I start to muse to myself about whether it is right for me to be making statements like this. I’m not sure they appreciate that it is a joke, and I think they are genuinely under the impression that the next time they see me I’ll have got my eyes fixed. I Thought that this little white lie would be easier and more platable than going into detail about why I can’t see properly and that it’ll probably never come back. I should have really learnt my lesson after what happened a few years ago with my older niece Lucy. We’ll come to that soon, but right now my musings are being interrupted by my three younger nieces who have decided to take advantage of the fact that I’ve not yet had my eyes fixed, and have begun to play a game of How Many Fingers Am I Holding Up.
If I get the number right, they cheer and excitedly declare that my eyes are fixed. I try to give them a basic lesson in probability, but this is clearly not as interesting as believing that my sight has miraculously come back. They hold up some more fingers just to be sure that my sight definitely has returned, and are disappointed when I get the number wrong. Fortunately, I am gifted with being a comedy genius, and I manage to lift the mood by getting one of them to hold their fingers up to my face and then telling them that the number of fingers is 432. They whoop and giggle gleefully at my amazing joke; I imagine that you are also doing something similar now.
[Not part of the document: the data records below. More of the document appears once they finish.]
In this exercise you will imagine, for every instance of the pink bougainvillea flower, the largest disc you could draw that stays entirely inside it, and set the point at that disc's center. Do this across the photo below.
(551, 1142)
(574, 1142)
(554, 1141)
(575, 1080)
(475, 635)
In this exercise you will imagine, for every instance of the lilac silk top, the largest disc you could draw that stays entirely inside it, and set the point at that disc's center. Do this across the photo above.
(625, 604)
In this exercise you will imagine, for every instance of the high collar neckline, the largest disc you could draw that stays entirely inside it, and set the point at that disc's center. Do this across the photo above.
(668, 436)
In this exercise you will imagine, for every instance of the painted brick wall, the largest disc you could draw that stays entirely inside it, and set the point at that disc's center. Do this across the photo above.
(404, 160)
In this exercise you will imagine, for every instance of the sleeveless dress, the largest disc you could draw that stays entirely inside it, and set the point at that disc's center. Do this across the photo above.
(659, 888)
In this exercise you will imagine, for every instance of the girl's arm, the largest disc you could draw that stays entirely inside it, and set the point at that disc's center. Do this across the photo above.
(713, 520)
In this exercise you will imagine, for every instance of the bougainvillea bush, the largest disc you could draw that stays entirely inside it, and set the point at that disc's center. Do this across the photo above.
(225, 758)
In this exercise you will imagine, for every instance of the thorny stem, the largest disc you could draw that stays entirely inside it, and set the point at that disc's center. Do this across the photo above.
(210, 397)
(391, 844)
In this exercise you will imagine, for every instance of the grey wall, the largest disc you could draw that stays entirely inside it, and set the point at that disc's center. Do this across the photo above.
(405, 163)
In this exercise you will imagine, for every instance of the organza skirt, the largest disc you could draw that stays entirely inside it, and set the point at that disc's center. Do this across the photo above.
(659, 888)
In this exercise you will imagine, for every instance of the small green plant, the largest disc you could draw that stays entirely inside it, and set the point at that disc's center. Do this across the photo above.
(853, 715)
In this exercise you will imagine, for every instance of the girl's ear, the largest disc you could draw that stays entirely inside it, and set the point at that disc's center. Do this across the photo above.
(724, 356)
I am truly a comedy genius.
When my oldest niece Lucy was little she used to also ask the same kinds of questions about my eye sight as her, as of then unborn siblings. She seemed a bit down when I told her that my sight wouldn’t improve, and so, not wanting her to be upset, I told a little white lie, and said that one day they would probably make some special glasses that made me see again. I don’t know why I said “special glasses,” but I just sort of panicked, desperate to say something that would make her feel better about my blindness. It worked; well, sort of. She believed me, and it did cheer her up, but it also did something else: it made her determined to help me find these special glasses. She seemed to think that perhaps the glasses were already out there in existence, and that I just hadn’t been proactive enough in trying to find them.
She proceeded to go around the rest of the family and removed the glasses from the glasses-wearing people in the house, trying them on me. I would then have to guess how many fingers she was holding up and go through a variety of other tests in order to establish whether we had managed to find the right kind of glasses to give me sight. Obviously none of the small selection of glasses we tried worked, and Lucy had no choice except to forgo her optimistic endeavour. And I assumed that this was the end of it, so I didn’t see a need to burst her bubble and tell her that I was lying and that my sight wasn’t going to return because of some amazing glasses. She had done all she could to help me and was now involved in a completely different activity, having been forced to abandon her mission.
However, Lucy clearly hadn’t forgotten our conversation. A few weeks later we were in a shop, and I suddenly noticed that Lucy had disappeared. Before I could worry though, she was back by my side. She put something into my hand. It was a pair of glasses. I was about to ask her where she had got them from and what she was doing, when a lady came towards us, sounding a little cross, and asked for her glasses back. I apologised to the lady and went to hand them back, but Lucy was indignant, upset that I wasn’t even going to put the glasses on and give them a try.
“We’re just borrowing them,” Lucy protested, “just for a few seconds, just to try.” The woman sounded more confused than cross now. I began to explain why Lucy had stolen the glasses, and apologised again. But now, the woman was as far from cross as you could get. She was beaming – or at least, I imagine that she was beaming, I can’t be sure because it turned out that these glasses also weren’t the right kind of special glasses, but she certainly sounded like she was beaming. Other people in the checkout queue also made noises of delight and said things like, “aw, that’s adorable.” One man offered up his glasses for Lucy, suggesting that we could try them. Was he saying this just to humour Lucy, thinking he was doing the right thing by joining in with the charade? Or was he actually under the impression that his glasses might genuinely help me? I was getting rather embarrassed by the attention that all of this was gaining me. I felt I had to step in and politely decline his offer, which made Lucy get all stroppy. I tried to quickly explain to Lucy, all the while feeling uncomfortable about the small queue of people who were also listening to this conversation, that I had made up the thing about the special glasses because I didn’t want her to be upset about me not ever being able to see properly. There were no special glasses and so she shouldn’t take other people’s glasses. What else could I do? I had to come clean, lest she should continue to steal glasses from people and get us into more complications, plus we’d never get anywhere if she stole the glasses from every glasses-wearing person she saw.
“You lied?” she said, sounding deflated. I apologised and admitted that, yes, I had lied. There was a pause. I wanted to get out of this shop and away from the people in the queue who were probably thinking I was a terrible person to play with a child’s emotions like this. Fortunately the promise of ice cream seemed to do the trick, and a few minutes later, all was seemingly forgiven.